Now, the actual image filtering function: The first thing we have to do is get the pixels out of the image objects for faster access (Image.GetPixel is convenient, but slow, and worse, results in a Python-to-C-call which, you guessed it, can't be optimized by Psyco):

<<median.py>>=
def filter(img):
    """filters a region of an image with a circular-shaped median/quantile filter.
    Takes a PIL-Image as parameter and returns the filtered image."""
    # extract access variables from image
    src = array.array('B', img.getdata())
    dst = array.array('B', img.getdata())
    w,h = img.size

Considering that this is actually all it takes to get the "raw data" of an image, Python's PIL can be considered pretty image-processing friendly: Getting to the naked data of a bitmap image in C++, C# or Java is a lot more complex, which was actually the main reason why I chose Python when I did this: Trading performance for developer time seemed like a good idea for an experimental filter. And most of the optimizations made and tested in this code (like the quantile-function above or the offest-calculations below) could probably be translated 1:1 to C++ if needed.

Now, the next step is to prepare the mask, that is, the relative pixel positions that will be median'ed for every processed pixel:

<<median.py>>=
    # prepare circular filter mask
    r = 10
    mask = []
    for dy in range(-r, r+1):
        dx = int(math.sqrt(r*r-dy*dy))
        for x in range(-dx,dx+1):
            mask += [(x,dy)]

The next line converts these X/Y-offsets into raw-address-offsets in the image. This saves multiplications, and, more importantly, a tuple-unpacking in the image processing loop:

<<median.py>>=
    # calculare address offsets for mask coordinates
    maskOfs = [x+w*y for x,y in mask]

The image processing loop will go through each pixel, loop through the maskOfs list for them, and put the pixel values at (pixel address+mask offset) into this list:

<<median.py>>=
    pixelsInMask = [0]*len(mask)

and then calculate the median of that list.

And here it is:

<<median.py>>=
    starttime = time.clock()
    pixelsProcessed = 0
    # image processing loop
    for y in range(0+r,h-r):
        elapsed = time.clock()-starttime
        if elapsed > 0.1 and y % 10 == 0:
            print "Applying filter: %3i / %3i: %0.2f %%; %0.1f p/s\r" % (y, h, (y-r)*100.0/(h-r*2), pixelsProcessed/elapsed),
        for x in range(0+r,w-r):

As you can see, I don't process all of the pixels, but leave the borders unprocessed. This is because the mask offset would point "out of" the image for the border pixels, leading to invalid index-exceptions. I was only interested in the middle of the image anyway, so this didn't bother me.
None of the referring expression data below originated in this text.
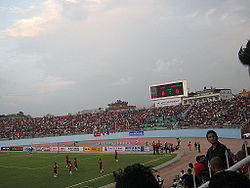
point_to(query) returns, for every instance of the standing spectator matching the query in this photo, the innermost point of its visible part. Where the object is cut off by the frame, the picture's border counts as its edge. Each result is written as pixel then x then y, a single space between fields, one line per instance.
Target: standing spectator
pixel 76 164
pixel 198 168
pixel 216 150
pixel 199 147
pixel 55 169
pixel 245 169
pixel 181 175
pixel 229 179
pixel 67 160
pixel 178 141
pixel 116 156
pixel 70 167
pixel 189 145
pixel 154 147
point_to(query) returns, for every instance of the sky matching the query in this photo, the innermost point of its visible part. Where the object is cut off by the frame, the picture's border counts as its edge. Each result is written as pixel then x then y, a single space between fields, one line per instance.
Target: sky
pixel 65 56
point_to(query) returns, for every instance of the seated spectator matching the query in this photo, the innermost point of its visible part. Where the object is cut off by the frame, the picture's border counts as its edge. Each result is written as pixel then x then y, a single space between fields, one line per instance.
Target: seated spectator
pixel 135 176
pixel 229 179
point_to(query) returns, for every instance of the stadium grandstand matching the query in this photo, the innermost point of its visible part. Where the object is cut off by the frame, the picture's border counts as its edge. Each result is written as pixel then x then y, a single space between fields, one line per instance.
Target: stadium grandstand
pixel 230 112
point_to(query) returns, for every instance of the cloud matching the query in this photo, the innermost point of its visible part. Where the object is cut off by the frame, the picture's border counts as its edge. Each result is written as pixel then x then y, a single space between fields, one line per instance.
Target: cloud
pixel 164 66
pixel 35 25
pixel 52 85
pixel 122 81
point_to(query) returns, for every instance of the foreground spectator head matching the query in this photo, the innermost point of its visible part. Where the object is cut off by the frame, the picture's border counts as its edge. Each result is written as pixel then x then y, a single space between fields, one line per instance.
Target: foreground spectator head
pixel 240 155
pixel 135 176
pixel 229 179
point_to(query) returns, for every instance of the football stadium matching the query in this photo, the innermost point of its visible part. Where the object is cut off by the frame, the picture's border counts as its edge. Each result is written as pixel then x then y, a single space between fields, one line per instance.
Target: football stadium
pixel 124 94
pixel 167 137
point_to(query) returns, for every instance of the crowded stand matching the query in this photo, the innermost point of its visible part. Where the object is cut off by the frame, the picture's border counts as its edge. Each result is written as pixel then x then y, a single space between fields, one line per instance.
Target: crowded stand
pixel 222 113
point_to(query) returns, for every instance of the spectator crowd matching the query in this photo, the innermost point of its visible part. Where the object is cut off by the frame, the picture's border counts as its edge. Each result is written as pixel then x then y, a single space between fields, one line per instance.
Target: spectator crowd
pixel 225 113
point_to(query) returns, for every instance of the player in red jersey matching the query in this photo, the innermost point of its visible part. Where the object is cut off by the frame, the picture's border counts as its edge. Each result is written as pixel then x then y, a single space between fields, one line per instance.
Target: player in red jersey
pixel 70 167
pixel 76 164
pixel 116 156
pixel 55 169
pixel 100 162
pixel 67 160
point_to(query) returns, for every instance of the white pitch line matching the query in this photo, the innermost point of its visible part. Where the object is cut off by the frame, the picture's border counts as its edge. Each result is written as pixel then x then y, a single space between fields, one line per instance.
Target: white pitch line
pixel 21 167
pixel 108 174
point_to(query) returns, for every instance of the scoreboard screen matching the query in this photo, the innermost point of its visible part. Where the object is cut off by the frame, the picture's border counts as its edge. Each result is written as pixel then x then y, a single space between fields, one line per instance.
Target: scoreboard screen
pixel 168 90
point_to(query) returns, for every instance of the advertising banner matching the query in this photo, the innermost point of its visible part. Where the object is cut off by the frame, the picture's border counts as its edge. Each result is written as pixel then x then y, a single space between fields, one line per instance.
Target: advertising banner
pixel 112 149
pixel 133 148
pixel 11 148
pixel 73 149
pixel 43 148
pixel 29 148
pixel 136 133
pixel 92 149
pixel 145 148
pixel 97 134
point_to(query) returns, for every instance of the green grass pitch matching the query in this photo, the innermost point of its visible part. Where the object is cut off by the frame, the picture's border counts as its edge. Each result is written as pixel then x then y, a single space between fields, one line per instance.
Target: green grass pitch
pixel 24 170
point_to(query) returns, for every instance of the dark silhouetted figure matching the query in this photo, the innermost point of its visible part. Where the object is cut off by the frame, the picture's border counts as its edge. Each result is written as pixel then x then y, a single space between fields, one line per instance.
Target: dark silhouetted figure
pixel 135 176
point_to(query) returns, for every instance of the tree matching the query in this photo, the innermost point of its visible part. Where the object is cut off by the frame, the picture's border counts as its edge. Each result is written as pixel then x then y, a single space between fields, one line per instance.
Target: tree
pixel 244 55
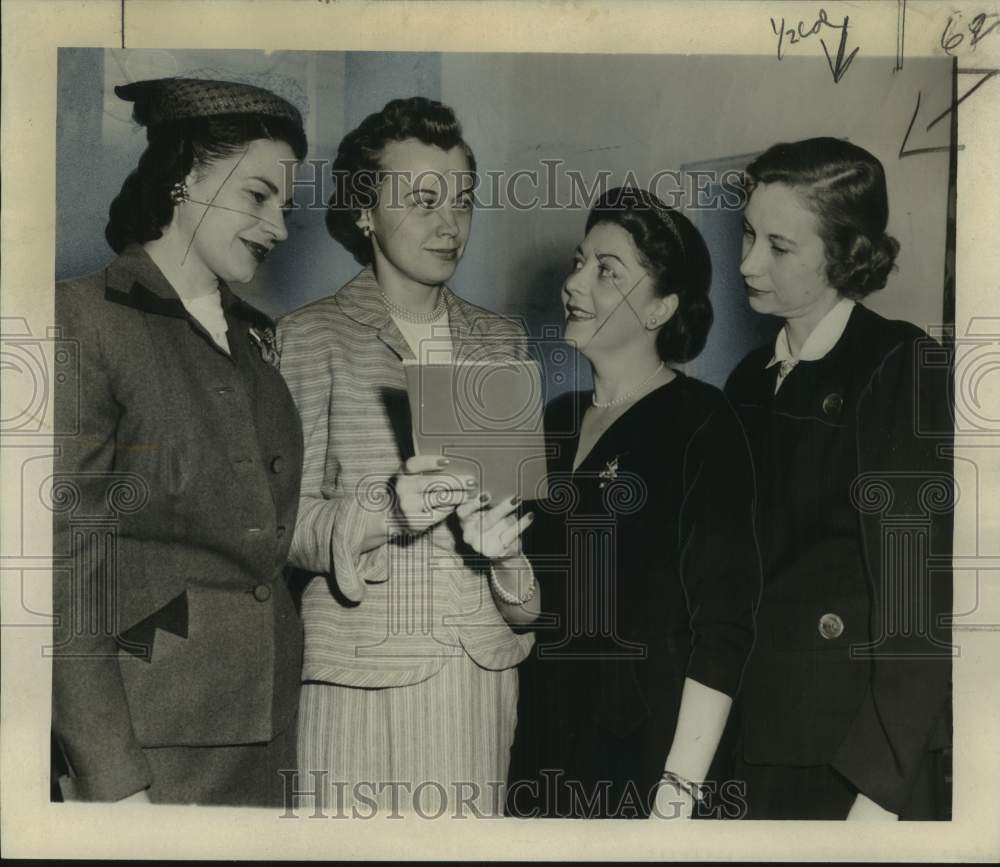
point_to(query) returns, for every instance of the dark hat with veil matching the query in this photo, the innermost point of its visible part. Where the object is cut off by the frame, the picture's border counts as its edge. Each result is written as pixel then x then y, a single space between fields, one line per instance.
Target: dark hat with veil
pixel 165 100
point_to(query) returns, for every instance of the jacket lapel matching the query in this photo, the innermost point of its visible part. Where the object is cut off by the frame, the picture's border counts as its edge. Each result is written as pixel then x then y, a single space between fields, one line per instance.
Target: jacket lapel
pixel 134 280
pixel 359 299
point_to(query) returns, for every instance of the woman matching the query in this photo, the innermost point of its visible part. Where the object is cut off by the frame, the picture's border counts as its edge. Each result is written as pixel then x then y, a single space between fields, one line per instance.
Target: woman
pixel 845 710
pixel 644 552
pixel 177 641
pixel 409 674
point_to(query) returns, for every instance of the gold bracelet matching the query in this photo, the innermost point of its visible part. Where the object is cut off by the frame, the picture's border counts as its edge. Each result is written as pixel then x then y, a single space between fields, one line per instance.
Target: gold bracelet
pixel 508 597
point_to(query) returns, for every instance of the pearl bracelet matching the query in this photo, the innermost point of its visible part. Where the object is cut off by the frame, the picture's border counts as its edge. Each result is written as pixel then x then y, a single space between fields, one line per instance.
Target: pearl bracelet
pixel 684 784
pixel 506 595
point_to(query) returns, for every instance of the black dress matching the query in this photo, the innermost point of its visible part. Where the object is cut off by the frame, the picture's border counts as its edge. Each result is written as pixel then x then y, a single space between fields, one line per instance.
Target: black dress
pixel 648 571
pixel 847 689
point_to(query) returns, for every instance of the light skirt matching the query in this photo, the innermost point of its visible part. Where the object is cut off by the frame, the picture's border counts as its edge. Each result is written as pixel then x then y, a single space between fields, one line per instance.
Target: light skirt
pixel 437 748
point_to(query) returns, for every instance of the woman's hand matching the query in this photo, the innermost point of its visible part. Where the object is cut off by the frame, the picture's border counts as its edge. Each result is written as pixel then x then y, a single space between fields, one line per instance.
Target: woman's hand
pixel 426 493
pixel 671 802
pixel 866 810
pixel 493 532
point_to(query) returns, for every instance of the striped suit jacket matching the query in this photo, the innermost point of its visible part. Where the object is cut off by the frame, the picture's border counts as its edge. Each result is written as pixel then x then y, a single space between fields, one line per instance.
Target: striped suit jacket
pixel 391 616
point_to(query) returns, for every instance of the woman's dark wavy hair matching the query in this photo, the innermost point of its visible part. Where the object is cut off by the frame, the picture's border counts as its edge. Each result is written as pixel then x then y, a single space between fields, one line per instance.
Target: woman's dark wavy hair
pixel 357 165
pixel 143 207
pixel 674 253
pixel 845 187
If you want to, you can insert tests for each pixel if x+mask.x s in the range 0..w, plus the same for y, and process the whole image (just testing if address+offset is in the array's bounds won't do!).

Now, the function gathers the pixel values for every pixel in the mask:

<<median.py>>=
            # filter kernel
            i = 0
            # gather all the pixels in the filter mask into to pixelsInMask list
            base = x+y*w
            for ofs in maskOfs:
                pixelsInMask[i] = src[base+ofs]
                i += 1

Calculates the median, and stores the result in the destination array

<<median.py>>=
            dst[x+y*w] = quantile(pixelsInMask, 0.5)
            pixelsProcessed += 1

That's it, more or less, only thing left to do is creating an image from the dst-array:

<<median.py>>=
    # create another image from results
    imgDest = img.copy()
    imgDest.putdata(dst)
    print
    return imgDest

And this is how to call it:

<<median.py>>=
if __name__=="__main__":
    img = Image.open("your-bitmap-here.bmp")
    imgDest = filter(img)
    imgDest.show()

Remember, it only works for 8-bit-greyscale images. Adjusting it for 24-bit RGB shouldn't be too hard though, if you understand what the code does and how the PIL packs the pixels.